My Container Group Is Running But I Get 503 Errors With The Container Gateway

  • Ensure your container is listening on the correct port. The port you specify in the Salad configuration must match the port your application is listening on inside the container.
  • Ensure your container supports IPv6. Salad Gateway uses IPv6 to route traffic to your container. Enabling IPv6 is typically as easy as setting your host to :: instead of 0.0.0.0.
  • Ensure your readiness probe does not pass until the server is able to accept traffic. If the readiness probe passes before the server is ready, Salad Gateway will route traffic to the container, but the container may not be able to handle it yet, resulting in 503 errors.
  • Ensure at least one node is running and “ready” in the Salad portal. If all nodes are down, or not ready, the gateway will return 503 errors.

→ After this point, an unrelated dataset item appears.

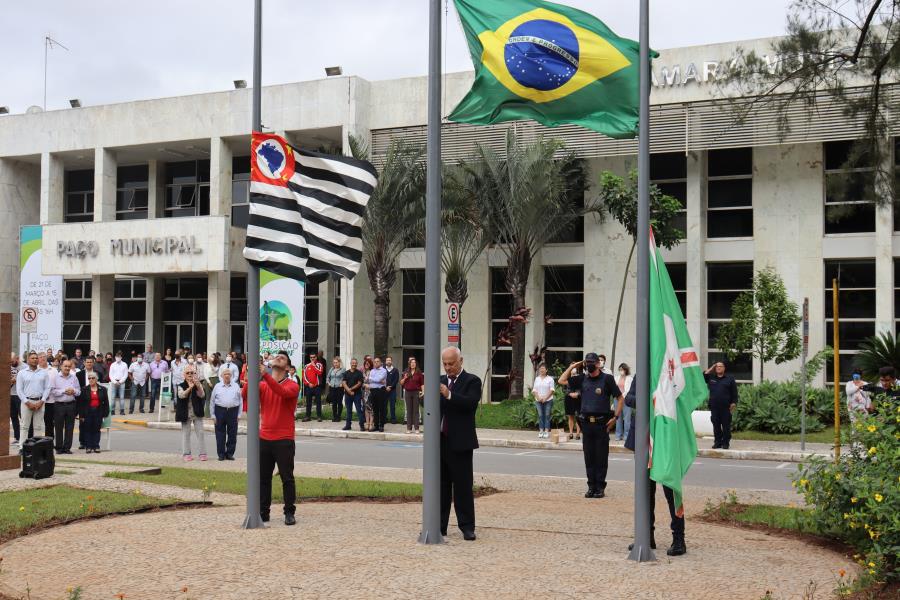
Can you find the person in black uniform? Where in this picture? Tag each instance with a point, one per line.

My Container Group Is Running But I Get 403 Errors With The Container Gateway

  • If your container group has Authentication enabled, ensure that your Salad API Key is valid, and included in the Salad-Api-Key header of your requests.
  • If your container group does not have Authentication enabled but you are getting 403 errors, this issue can occur in rare cases due to an internal delay creating the necessary route tables. This usually resolves itself within a few minutes. If it does not, please contact support. In this scenario, duplicating the container group will almost always resolve the issue, but please contact support anyway, so we can track the issue and continue to improve.

My Container Group Is Running But I Can’t Access It With The Web Terminal

  • Wait a few seconds after the terminal page loads, as it sometimes takes a moment to establish a connection.
  • Refresh the page if it does not connect after a few seconds.
  • You may also gain terminal access to nodes using tools like tailscale ssh, or even installing the VS Code server or JupyterLab in your container image.